St Mary's Church is a grade II* listed plain sandstone building, originally built c.1200 and modified in the 13th, 14th and 16th centuries. Set inside the east wall of the porch is a small, ancient carving of a human figure. A distinct heart outline in the chest proves the identity of Christ. The notion of the sacred heart proliferated in the 13th century. This date is also consistent with the splayed tunic. Pevsner suggested it was Anglo-Danish but the sacred heart excludes this. It represents a time of burgeoning new religious philosophies from the Cistercian leader St Bernard of Clairvaux and the local Saint Godric of Finchale, who was in contact with the Cistercians and active in the Tees Valley. The registers at the church date from 1565.

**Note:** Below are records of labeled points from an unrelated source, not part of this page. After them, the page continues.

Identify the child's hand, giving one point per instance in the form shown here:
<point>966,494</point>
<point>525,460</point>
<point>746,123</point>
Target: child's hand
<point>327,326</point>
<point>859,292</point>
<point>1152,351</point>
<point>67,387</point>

There are the remains of a Victorian era brick and tile works in the village. There used to be a railway station called Eryholme but it was located at Dalton-on-Tees, some 3 km south-west of the village. Passenger services ceased in 1911 but were restarted during the Second World War for personnel serving at the nearby RAF Croft.

The chief activity is farming, the farms forming part of the Neasham estate owned by the Wrightson family. The village was famous for the breeding of shorthorn cattle and a cow sold to the Colling brothers became part of the original stock from which were bred the Durham Ox and Comet.